Paul Iddon, a journalist based in Erbil, Iraqi Kurdistan, suggests Iraq may be planning to acquire Rafales to serve primarily as interceptors.
The IQAF already has 34 American-made F-16s, which even the Air Forces of Turkey and Israeli possess but the Iraqi F-16s, unlike their Turkish and Israeli counterparts, are only armed with short-range AIM-7 Sparrow and AIM-9 Sidewinder air-to-air missiles, and not the long-range AIM-120 AMRAAM.
Considering the IQAF’s operations are focussed on targeting the Islamic State (ISIS) militants across Iraq, there is not much need of long-range air-to-air capability for the IQAF, unless it wants to intercept the Israeli and Turkish aircraft.
According to Iddon, France will most probably be prepared to sell Rafales, considering it had sold a large fleet of Mirage F1s in the 1970s and 1980s, plus in 2011 it had offered to sell 18 more after all the previous Mirage fighter jets were destroyed during the American invasion of Iraq to bring down the Saddam Hussein regime.
These 14 Rafales could come armed with Meteor beyond-visual-range air-to-air missile (BVRAAM), developed and manufactured by MBDA, which is similar to the American-made AIM-120 missile.

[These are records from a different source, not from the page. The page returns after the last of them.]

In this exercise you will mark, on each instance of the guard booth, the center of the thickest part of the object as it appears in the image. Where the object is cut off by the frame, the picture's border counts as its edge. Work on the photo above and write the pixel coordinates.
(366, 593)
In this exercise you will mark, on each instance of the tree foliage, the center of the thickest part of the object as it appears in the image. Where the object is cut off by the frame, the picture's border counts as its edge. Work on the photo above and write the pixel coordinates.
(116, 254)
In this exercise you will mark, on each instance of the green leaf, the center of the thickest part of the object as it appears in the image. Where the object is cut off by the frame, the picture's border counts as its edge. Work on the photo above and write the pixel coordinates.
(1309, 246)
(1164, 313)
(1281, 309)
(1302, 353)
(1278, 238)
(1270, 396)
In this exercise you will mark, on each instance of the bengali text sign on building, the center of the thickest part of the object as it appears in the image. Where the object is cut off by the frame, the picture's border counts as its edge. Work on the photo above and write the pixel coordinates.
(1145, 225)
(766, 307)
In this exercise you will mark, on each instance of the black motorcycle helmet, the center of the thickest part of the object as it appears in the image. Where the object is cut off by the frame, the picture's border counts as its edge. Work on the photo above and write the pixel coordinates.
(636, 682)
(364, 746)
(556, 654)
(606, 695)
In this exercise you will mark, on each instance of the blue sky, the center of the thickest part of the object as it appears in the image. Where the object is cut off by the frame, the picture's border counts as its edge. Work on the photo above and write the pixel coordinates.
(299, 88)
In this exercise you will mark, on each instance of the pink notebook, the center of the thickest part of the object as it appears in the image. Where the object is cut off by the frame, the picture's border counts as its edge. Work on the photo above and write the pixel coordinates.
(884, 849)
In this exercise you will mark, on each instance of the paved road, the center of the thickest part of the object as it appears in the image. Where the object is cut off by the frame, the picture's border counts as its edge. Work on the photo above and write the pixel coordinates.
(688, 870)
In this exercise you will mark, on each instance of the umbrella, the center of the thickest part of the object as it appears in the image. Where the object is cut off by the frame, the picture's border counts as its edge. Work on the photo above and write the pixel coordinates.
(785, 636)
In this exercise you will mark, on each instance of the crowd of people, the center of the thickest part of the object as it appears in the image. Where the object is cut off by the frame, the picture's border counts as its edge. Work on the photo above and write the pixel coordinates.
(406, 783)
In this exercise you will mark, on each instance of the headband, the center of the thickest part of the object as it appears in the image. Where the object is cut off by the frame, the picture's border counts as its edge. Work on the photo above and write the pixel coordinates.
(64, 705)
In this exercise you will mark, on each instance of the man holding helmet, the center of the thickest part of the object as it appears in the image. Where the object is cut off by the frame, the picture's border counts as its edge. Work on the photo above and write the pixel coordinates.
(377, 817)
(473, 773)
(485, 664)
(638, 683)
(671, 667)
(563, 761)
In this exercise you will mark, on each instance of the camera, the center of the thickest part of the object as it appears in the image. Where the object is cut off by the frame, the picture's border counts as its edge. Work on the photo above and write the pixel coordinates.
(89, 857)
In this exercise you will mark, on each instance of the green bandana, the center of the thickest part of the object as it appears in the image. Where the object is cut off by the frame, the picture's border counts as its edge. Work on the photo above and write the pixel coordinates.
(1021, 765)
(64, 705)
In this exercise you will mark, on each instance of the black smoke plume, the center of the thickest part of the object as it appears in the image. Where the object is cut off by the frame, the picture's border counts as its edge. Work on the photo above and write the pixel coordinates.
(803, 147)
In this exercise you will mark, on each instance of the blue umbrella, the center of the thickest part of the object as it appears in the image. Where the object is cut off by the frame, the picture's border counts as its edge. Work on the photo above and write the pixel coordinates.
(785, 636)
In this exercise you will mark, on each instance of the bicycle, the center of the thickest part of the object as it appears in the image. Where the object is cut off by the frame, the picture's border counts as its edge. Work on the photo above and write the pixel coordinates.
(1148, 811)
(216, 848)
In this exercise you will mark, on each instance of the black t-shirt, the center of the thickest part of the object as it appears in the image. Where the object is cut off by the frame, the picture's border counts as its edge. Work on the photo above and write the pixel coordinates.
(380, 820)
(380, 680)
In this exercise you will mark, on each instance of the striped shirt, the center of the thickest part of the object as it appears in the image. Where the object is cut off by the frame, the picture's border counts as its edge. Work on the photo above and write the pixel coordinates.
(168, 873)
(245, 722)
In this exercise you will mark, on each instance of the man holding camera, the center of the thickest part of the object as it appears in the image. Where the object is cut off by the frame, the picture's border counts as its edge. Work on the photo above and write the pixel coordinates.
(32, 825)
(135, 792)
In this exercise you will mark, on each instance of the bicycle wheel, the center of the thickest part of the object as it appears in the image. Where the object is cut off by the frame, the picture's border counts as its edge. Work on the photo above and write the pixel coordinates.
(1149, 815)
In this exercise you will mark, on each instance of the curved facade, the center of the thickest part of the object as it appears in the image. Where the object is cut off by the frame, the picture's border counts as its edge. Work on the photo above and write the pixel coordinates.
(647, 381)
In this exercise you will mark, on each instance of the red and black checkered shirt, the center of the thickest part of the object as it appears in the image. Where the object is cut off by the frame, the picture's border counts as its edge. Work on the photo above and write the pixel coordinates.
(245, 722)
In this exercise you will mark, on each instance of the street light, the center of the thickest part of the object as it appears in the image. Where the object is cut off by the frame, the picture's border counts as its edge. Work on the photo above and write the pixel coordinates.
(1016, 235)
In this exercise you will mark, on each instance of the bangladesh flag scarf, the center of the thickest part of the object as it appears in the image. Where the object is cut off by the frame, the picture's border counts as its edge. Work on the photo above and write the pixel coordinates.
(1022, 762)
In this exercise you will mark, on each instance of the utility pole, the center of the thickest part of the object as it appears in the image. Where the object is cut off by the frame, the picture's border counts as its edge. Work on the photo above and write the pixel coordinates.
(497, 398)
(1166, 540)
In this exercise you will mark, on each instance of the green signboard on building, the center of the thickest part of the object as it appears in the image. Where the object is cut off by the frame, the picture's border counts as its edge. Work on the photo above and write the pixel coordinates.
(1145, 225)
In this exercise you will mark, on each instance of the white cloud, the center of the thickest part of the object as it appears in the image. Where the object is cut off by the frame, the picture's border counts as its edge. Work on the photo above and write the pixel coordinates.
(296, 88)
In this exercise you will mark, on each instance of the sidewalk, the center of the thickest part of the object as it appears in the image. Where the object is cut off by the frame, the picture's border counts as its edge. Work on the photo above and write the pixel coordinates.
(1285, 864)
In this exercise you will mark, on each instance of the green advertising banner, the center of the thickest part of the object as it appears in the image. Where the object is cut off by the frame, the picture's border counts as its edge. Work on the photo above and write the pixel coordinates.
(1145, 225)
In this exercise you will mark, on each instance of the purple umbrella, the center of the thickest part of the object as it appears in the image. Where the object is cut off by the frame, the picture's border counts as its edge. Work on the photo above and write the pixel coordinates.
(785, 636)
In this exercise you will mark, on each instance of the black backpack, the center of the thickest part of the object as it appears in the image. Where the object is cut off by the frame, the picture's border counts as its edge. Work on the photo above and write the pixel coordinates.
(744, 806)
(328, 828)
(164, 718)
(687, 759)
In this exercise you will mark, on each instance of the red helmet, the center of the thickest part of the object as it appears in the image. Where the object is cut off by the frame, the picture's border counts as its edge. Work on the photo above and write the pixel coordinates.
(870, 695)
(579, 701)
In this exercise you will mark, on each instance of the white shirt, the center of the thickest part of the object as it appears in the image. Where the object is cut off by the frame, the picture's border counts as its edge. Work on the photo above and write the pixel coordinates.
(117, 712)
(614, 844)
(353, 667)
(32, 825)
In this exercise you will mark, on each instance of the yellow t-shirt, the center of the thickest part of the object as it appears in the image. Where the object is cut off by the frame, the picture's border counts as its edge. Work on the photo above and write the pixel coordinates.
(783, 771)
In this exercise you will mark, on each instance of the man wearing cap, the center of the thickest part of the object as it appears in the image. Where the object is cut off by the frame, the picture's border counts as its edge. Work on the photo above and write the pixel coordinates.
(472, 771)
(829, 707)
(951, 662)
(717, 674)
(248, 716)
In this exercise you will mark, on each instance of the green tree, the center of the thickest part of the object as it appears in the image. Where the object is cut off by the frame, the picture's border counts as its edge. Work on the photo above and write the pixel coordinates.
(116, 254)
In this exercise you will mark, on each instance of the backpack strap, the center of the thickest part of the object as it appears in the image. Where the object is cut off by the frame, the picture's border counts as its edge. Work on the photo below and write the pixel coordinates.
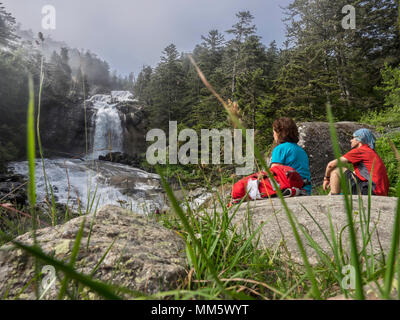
(365, 174)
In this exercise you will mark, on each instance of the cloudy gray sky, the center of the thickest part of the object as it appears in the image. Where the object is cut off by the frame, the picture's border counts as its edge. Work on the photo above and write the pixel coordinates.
(131, 33)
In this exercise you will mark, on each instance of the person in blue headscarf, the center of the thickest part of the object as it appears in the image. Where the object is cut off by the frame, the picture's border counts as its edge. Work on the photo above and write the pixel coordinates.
(365, 136)
(368, 168)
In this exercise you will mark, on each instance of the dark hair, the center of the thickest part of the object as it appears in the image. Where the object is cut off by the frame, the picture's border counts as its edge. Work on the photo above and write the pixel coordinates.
(286, 129)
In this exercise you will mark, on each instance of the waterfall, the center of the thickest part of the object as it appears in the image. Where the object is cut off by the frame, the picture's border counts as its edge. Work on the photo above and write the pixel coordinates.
(108, 129)
(81, 183)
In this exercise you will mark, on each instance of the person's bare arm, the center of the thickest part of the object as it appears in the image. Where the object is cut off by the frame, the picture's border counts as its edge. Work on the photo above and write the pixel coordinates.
(333, 165)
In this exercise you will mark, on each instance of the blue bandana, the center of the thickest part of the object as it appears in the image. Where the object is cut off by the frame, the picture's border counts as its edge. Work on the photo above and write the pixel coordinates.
(365, 136)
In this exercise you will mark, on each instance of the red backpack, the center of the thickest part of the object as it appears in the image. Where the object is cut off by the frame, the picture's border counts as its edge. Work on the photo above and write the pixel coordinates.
(288, 179)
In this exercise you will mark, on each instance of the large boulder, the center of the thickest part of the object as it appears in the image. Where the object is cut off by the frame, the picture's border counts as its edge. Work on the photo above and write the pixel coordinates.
(145, 257)
(315, 139)
(253, 214)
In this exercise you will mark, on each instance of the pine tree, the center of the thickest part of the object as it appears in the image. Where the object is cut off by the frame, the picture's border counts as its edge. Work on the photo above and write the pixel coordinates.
(241, 31)
(7, 28)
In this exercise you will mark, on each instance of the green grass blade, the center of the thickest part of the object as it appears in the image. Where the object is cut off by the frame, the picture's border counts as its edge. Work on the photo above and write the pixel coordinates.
(392, 253)
(185, 223)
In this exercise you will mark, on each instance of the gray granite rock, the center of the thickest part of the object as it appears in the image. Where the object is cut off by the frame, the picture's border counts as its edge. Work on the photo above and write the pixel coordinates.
(278, 227)
(145, 257)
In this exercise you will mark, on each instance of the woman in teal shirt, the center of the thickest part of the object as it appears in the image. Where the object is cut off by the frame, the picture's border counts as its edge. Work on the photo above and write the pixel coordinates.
(288, 152)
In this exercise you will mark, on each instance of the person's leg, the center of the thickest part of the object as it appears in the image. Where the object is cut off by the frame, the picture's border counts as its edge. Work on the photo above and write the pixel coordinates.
(335, 182)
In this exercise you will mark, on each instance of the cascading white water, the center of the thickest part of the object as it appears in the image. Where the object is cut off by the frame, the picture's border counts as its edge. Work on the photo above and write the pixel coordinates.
(80, 183)
(108, 129)
(83, 182)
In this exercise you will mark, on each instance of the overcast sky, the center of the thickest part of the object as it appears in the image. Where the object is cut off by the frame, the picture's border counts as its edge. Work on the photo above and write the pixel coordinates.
(131, 33)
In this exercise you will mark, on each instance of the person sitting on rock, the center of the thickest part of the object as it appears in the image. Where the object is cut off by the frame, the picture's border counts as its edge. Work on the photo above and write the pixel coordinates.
(288, 152)
(365, 160)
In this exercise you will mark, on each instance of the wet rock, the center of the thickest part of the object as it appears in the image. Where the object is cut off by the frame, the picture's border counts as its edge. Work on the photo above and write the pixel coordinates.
(13, 189)
(145, 256)
(123, 158)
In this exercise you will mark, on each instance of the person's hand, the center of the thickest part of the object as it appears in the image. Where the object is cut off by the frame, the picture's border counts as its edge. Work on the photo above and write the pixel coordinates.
(326, 184)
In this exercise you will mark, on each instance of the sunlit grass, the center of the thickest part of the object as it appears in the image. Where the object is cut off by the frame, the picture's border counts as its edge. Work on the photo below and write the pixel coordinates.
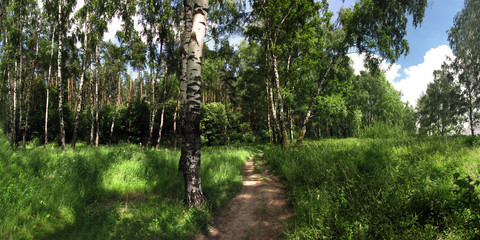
(123, 192)
(377, 188)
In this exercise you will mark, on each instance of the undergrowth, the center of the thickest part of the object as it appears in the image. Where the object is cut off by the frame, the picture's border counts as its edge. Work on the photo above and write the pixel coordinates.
(123, 192)
(380, 188)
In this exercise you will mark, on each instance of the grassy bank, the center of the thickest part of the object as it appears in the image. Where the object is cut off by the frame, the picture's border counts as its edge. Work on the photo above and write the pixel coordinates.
(123, 192)
(380, 188)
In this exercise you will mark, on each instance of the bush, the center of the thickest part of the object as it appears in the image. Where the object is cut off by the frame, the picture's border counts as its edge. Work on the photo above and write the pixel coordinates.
(376, 188)
(383, 130)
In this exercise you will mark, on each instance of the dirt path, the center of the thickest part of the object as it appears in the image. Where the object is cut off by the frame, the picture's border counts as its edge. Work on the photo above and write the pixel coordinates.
(260, 211)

Iddon notes, however, that the US and Israel could oppose Iraq’s acquisition of the Meteor missile, similar to the sale of Rafales to Egypt in 2010 when both countries pressured France to downgrade the air-to-air missile for Cairo to the 80 km MICA missile instead of the 100 km Meteor missile.
Turkey might also object to such a sale, as Rafales armed with BVR missiles could allow the IQAF to intercept Turkish F-16s and UAVs that frequently carry out strikes against PKK militants.
In fact, Ankara has a good reason to oppose such a deal because, in 1983, an Iraqi Mirage F1 had knocked down a Turkish F-100F Super Sabre using a Super 530F-1 missile.